Build-DeploymentPlans.ps1
├── Initialization & Configuration
│   ├── Add-HelperScripts.ps1 (loads all helper functions)
│   ├── Select-PacEnvironment (determines PAC environment)
│   └── Set-AzCloudTenantSubscription (Azure authentication)
│
├── Azure Resource Discovery
│   ├── Build-ScopeTableForDeploymentRootScope (scope hierarchy)
│   └── Get-AzPolicyResources (retrieves deployed resources)
│       └── Returns: Policy/PolicySet definitions, Assignments, Exemptions, Role 
│
├── Plan Building (Conditional based on folder presence)
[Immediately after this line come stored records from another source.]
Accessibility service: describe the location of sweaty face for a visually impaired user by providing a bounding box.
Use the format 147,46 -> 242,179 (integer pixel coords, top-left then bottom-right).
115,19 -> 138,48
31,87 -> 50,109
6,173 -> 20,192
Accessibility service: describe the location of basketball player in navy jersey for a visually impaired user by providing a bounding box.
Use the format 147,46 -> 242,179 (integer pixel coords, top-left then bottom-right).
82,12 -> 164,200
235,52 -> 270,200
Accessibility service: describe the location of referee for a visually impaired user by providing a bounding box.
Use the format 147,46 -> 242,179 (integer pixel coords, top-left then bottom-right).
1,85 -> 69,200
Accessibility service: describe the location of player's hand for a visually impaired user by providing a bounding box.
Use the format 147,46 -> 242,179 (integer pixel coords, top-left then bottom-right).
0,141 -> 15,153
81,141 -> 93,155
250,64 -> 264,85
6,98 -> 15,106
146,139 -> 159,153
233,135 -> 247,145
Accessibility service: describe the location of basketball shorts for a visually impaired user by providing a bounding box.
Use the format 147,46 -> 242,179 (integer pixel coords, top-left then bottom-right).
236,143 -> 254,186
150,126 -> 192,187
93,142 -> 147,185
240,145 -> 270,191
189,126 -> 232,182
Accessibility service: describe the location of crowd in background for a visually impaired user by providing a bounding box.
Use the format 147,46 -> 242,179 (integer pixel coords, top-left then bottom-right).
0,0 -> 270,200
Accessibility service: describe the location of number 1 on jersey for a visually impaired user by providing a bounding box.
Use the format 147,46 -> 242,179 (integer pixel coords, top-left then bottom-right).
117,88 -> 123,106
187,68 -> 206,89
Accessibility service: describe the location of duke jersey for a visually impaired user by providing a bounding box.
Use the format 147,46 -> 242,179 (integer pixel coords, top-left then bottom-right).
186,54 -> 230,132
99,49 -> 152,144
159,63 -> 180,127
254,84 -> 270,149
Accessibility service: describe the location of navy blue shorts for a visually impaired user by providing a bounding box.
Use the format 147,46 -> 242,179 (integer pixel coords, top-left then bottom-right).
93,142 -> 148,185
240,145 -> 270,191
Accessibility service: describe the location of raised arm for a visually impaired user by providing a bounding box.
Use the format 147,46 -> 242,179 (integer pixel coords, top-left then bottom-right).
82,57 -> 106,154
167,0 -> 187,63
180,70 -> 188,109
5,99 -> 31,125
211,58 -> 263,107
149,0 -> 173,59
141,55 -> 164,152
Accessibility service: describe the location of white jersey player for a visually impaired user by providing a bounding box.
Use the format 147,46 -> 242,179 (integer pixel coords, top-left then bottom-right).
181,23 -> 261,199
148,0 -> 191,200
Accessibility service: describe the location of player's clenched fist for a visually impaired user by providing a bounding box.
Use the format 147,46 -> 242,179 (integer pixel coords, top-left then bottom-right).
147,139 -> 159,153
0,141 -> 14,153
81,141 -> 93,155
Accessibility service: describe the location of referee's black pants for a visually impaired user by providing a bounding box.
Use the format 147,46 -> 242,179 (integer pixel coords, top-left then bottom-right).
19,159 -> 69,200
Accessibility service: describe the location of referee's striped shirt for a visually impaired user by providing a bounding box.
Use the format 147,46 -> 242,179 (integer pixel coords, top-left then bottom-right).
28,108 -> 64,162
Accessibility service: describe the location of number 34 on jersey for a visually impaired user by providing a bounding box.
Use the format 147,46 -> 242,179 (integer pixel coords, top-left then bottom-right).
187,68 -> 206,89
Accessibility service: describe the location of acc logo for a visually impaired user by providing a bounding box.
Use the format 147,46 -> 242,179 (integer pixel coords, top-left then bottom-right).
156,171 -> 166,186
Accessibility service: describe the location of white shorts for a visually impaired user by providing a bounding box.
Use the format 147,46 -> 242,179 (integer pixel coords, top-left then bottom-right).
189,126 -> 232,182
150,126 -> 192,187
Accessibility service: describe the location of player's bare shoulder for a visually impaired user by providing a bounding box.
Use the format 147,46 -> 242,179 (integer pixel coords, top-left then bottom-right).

│   ├── Build-PolicyPlan (Policy Definitions)
│   ├── Build-PolicySetPlan (Policy Set Definitions)
│   ├── Build-AssignmentPlan (Policy Assignments + Role Assignments)
│   └── Build-ExemptionsPlan (Policy Exemptions)
│
├── Supporting Functions
│   ├── Get-PolicyResourceProperties (extract resource properties)
│   └── Convert-PolicyResourcesToDetails (convert to detailed info)
│
└── Output & Reporting
    ├── Write-ModernHeader (visual headers)
    ├── Write-ModernSection (section headers)
    ├── Write-ModernStatus (status messages)
    ├── Write-ModernCountSummary (change summaries)
    └── Submit-EPACTelemetry (telemetry, optional)

Notes

  • This process needs to be done locally, you should try and ensure when debugging that you have the same permissions as identity running EPAC in your CI/CD process.
  • Create a small subset of your deployment to reduce time processing large amounts of definitions and assignments.
  • Use the -BuildExemptionsOnly switch when troubleshooting exemptions.
  • EPAC is very large with over 24000 lines of code - becoming familiar with the code takes a long time but we always welcome contributors to the project!